Il dibattito sulla contestazione a Giuliano Ferrara

La legge del contrappasso

Tra le tante cose che si sono lette in questi giorni sui giornali l'elemento che maggiormente preoccupa è il parallelismo con gli anni '70 e le successive degenerazioni, ciclicamente utilizzato in queste occasioni. Ad irritare non è solo l’insipidezza che vorrebbe facile passare dai pomodori alle P38, quanto l’assenza di analisi su cosa sia oggi la violenza, nonchè la semplificazione che ridurrebbe praticamente la nonviolenza ad inazione.

8 aprile 2008 - Francesco "baro" Barilli (Rete invisibili)

Giuliano Ferrara Nudo Dopo che Ferrara è stato contestato a Bologna, ho aperto i giornali. M’aspettavo un articolo in cui qualcuno dicesse che, pur non condividendo le sue idee sull’aborto, solidarizzava con Ferrara in nome del diritto di parola, magari citando Voltaire, adombrando il pericolo delle degenerazioni di piazza e ricordando gli anni di piombo. Non mi sono dovuto sforzare: quanto temevo l’ho trovato in un articolo di Miriam Mafai su Repubblica. La sensazione d’esser stato profeta può saziare il mio ego, ma lo fa con un gusto amaro e per nulla soddisfacente.
Alcune puntualizzazioni. Innanzitutto ormai sfugge ai più che la massima di Voltaire (“non condivido ciò che dici, ma sarei disposto a dare la vita affinchè tu possa dirlo”) è attualissima e nobile, ma rivolta a tutela dei più deboli verso i più forti. Rovesciarla come un calzino serve solo a renderla irriconoscibile; per usare un paragone assai banale, è paradossale che chi ha un megafono per amplificare la propria voce usi quell’aforisma per tutelarsi da chi non ha un megafono né, quasi, voce. E – spiace dirlo – sorprende che pure autorevoli esponenti della Sinistra Arcobaleno abbiano espresso solidarietà a Ferrara in nome del diritto d’espressione: la fredda enunciazione di principi universalmente validi non può diventare astrazione dai contenuti.

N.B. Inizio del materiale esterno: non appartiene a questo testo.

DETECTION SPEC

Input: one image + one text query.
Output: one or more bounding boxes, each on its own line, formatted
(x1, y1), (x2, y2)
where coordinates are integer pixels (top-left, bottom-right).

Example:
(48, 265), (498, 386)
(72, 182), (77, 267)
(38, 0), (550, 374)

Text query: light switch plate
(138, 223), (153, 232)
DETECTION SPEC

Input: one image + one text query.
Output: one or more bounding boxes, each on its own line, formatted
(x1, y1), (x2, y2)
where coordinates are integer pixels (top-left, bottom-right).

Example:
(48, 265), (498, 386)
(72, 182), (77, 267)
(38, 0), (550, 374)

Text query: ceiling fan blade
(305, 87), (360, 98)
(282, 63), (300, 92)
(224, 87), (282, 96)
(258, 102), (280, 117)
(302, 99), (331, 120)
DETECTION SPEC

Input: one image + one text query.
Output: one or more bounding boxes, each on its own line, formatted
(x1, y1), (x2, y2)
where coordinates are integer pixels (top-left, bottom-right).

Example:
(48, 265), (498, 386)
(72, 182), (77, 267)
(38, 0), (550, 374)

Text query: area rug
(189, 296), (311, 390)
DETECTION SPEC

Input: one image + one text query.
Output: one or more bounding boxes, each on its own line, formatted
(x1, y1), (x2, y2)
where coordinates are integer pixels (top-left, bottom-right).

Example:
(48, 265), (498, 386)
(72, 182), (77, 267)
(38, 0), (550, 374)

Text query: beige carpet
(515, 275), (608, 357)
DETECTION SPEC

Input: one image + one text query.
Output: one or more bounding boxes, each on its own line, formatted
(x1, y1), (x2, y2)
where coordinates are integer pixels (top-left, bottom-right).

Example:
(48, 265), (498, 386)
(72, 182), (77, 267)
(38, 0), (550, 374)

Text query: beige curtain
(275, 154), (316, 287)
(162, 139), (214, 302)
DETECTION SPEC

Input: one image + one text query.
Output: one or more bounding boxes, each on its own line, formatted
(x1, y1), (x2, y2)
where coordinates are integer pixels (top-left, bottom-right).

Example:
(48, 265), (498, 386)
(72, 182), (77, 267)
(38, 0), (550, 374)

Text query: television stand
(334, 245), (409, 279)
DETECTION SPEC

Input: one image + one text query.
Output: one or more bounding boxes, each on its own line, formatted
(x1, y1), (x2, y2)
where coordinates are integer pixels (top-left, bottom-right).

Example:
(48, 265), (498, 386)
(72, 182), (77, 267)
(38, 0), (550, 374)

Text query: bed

L’elemento che però maggiormente preoccupa è il parallelismo con gli anni 70 e le successive degenerazioni, ciclicamente utilizzato in queste occasioni. Ad irritare non è solo l’insipidezza che vorrebbe facile passare dai pomodori alle P38, quanto l’assenza di analisi su cosa sia oggi la violenza, nonchè la semplificazione che ridurrebbe praticamente la nonviolenza ad inazione. E’ facile bollare come violento il gesto di chi scaglia pomodori verso un palco, più difficile connotare in ugual modo le azioni politiche. Mi domando se la feroce aggressione alla Legge 194, che in prospettiva potrebbe riportare le donne al dramma dell’aborto clandestino, non sia anch’essa violenza. Se sia violento chi costruisce un CPT o chi, sfidando la legge, lo demolisce. Se sia violento chi ordina di partire a un treno carico di armi per una guerra o chi, venendo accusato di interruzione di pubblico servizio, ne interrompe il percorso. E mi domando chi e quanto debba essere definito violento, fra chi usa il proprio potere (di qualunque natura esso sia) per cancellare un diritto e chi, non avendo alcun potere, si trova in mano degli ortaggi.

Più significativo d’ogni altra considerazione è pero ricordare che nel marzo 2002 Ferrara e il suo quotidiano lanciarono una campagna contro la presenza di Roberto Benigni a Sanremo, incitando i propri lettori alla contestazione attraverso uova e fiori marci. Sta ai lettori giudicare se si tratti di una curiosa legge del contrappasso o se uova e ortaggi possano trasformarsi, a seconda di circostanze e convenienze di parte, da protesta colorita al mezzo violento di epigoni liberticidi.